L’"accès complet et éclairé aux données" constitue également un enjeu clé de la collaboration entre acteurs institutionnels et experts pour le Conseil d’analyse économique. Il rappelle que "de nombreuses données restent inaccessibles, notamment celles de l’assurance maladie et les données fiscales". Garantir, par la loi, aux chercheurs qui n’appartiennent pas au secteur public un accès très large aux données pour les besoins des évaluations pourrait permettre, selon l’Institut Montaigne, de remédier à ces difficultés.

Les politiques de santé, un enjeu clé pour l’évaluation

Les recommandations du Conseil d’analyse économique s’appuient à plusieurs reprises sur les évaluations anglo-saxonnes des systèmes de santé, soulignant l’enjeu que représente une évaluation rigoureuse des politiques pour assurer leur efficacité. Le CAE met par exemple en lumière les pièges liés à l’évaluation de l’impact des dépenses de soin sur l’état de santé d’une population : le fait que les individus qui dépensent le plus sont généralement les moins bien portants, ainsi que l’interférence de facteurs extérieurs, compliquent l’identification d’une relation causale. L’évaluation rigoureuse de l’action publique en matière de santé est d’autant plus nécessaire que ces politiques représentent un enjeu majeur de la maîtrise des finances publiques.

Outil de pilotage pour les gestionnaires publics, l’évaluation du système de santé doit aussi répondre au besoin de transparence exprimé par les Français. Ainsi, lors de la conférence de citoyens sur le système de santé organisée par l'Institut Montaigne à l'automne 2012 [1], les 25 citoyens présents sont arrivés au constat qu’il existe une grande opacité et une certaine forme de confiscation de l’information sur la santé. L'information sur la qualité des soins et la mesure de cette dernière sont inexistants. Ils ont exprimé le besoin de "sortir de l’opacité pour mieux comprendre comment fonctionne le système de santé et quelles sont ses performances". Selon les citoyens participants, cette transparence doit s’appliquer à la fois au financement et aux coûts, individuels et collectifs et à la performance des établissements de santé et des médecins ainsi qu'à celle des complémentaires-santé.

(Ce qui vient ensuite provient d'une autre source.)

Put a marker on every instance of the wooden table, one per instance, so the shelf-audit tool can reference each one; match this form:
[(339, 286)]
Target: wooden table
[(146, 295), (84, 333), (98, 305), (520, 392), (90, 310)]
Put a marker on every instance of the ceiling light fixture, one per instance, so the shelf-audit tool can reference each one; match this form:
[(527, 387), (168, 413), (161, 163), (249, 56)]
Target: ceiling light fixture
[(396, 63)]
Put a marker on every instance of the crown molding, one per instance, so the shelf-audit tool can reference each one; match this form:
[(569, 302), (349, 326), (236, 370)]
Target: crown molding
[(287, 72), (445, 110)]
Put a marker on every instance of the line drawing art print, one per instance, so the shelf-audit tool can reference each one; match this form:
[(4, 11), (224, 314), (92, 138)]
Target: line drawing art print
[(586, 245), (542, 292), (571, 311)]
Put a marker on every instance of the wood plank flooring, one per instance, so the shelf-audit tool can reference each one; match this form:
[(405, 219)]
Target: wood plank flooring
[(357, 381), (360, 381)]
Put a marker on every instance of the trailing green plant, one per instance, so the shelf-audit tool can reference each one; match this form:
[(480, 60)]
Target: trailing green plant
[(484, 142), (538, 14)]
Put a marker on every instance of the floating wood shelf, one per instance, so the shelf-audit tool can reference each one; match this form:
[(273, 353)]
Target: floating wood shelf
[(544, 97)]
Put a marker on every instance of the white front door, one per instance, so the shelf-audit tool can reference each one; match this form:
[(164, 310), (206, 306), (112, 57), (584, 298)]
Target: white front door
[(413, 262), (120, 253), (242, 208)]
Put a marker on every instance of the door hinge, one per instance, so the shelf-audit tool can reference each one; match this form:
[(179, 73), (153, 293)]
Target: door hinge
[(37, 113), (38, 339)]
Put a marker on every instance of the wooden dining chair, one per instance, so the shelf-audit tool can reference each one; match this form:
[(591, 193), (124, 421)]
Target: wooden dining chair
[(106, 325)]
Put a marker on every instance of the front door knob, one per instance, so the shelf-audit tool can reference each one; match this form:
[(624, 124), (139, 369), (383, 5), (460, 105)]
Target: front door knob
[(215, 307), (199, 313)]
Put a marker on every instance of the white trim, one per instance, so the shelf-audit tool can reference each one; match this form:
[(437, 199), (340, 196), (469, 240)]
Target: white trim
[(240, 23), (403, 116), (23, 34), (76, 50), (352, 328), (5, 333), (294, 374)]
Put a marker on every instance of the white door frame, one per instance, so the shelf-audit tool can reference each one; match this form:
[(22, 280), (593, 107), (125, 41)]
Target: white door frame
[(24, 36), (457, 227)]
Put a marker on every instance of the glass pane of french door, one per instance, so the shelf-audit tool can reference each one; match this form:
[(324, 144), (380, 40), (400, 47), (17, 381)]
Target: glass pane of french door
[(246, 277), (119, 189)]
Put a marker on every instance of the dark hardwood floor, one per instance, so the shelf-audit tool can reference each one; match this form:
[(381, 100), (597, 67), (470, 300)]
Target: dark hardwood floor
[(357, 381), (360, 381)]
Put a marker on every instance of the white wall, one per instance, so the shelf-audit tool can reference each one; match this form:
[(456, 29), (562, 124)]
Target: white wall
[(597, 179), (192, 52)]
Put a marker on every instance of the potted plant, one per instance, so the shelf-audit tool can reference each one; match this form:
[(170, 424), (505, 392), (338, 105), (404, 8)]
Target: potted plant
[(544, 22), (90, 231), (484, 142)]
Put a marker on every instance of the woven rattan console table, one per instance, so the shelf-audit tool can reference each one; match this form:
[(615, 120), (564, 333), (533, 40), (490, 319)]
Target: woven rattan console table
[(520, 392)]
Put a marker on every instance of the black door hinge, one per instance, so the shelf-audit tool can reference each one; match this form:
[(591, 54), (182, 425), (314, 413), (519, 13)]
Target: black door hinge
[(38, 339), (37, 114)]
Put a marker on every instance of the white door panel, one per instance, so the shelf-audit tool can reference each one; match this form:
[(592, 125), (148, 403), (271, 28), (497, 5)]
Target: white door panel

La note du Conseil d’analyse économique pour "une évaluation crédible, sur laquelle le processus de décision pourra réellement s’appuyer en toute transparence" fait ainsi écho à une forte demande de la part des citoyens. Alors que le gouvernement est confronté à la nécessaire réduction de la dépense publique, le développement de l’évaluation doit permettre de fonder des arbitrages parfois difficiles sur des critères pertinents et objectifs.

Notes

[1] 25 citoyens venus de toute la France, représentant une grande diversité de profils et de catégories socio-professionnelles, ont participé à cette conférence. Après une formation déployée sur deux week-ends et une journée complète de débats avec des décideurs, le panel de citoyens a rédigé des propositions pour répondre aux questions initialement posées par l'Institut Montaigne : "Quel système de santé voulons-nous ? Comment devons-nous l’utiliser et le financer pour qu’il soit viable ?".